A cross-section of high school students during the training at Gashora Girls School, Bugesera District over the weekend. Courtesy.

More than 150 high school students and over 26 educators from East and Southern African regions are meeting at Gashora Girls School in Bugesera District where they are being trained on how to apply to the US and other international universities.

Dubbed the Yale Young African Scholars Educators’ Conference, the exercise is part of a conference, which kicked off on July 29 and ends on August 7 aimed at enlightening educators and students on opportunities of studying abroad.

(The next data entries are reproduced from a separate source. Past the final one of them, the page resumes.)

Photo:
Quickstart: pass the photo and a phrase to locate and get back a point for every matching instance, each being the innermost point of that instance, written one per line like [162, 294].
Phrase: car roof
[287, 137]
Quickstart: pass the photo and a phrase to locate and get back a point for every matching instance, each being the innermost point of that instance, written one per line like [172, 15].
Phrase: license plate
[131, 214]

It is organised in partnership with Imbuto Foundation, Yale University, Higher Life Foundation and Education Matters.

The third Yale Young African Scholars Educators’ Conference that took place on August 4 and 5 seeks to engage high school students by assisting them in preparing applications to America’s and other internationally based universities.

Currently, there are 69 students on YYAS programme, 38 recently graduated from secondary school and obtained admission to leading universities in the US, Canada, Ghana, and Rwanda.

The other 31 students are set to join their final year of secondary school.

According to Theogene Hagenimana, the Deputy Head of School in charge of studies at Fawe Girls School, the seminar is an ideal platform on sharing how educators can guide students on their career and joining best international universities.

“There is need of scaling up career guidance scheme so as to help students make best choices based on their passion and not on other misguiding targets but this is being tried only in excellent schools. It is in the same vein that we are learning how to help students apply for universities and recommend them on what documents they need,” he said.

Patrick Rugamba, a senior five student at Agahozo Shalom, said that the training on application process and requirements is timely since he plans to apply for a scholarship to study business management in one of the leading international universities.

“About 2,000 students applied to attend this training but only less than 200 were admitted, which means it is a great opportunity for me to gain skills on how to join global universities. We have been equipped with knowledge on writing essays, doing USA standard exams, and how to apply for those universities,” he said.

He added that: “I have also become aware that when a student fails to pay the money required during the application process, there is a financial aid which is provided after assessing one’s financial situation”.

Kubaho Heaven, a senior five student at IPRC-Kigali, said that the training will prepare him for future leadership roles.

“We are also gaining leadership skills, public speaking and others,” he said.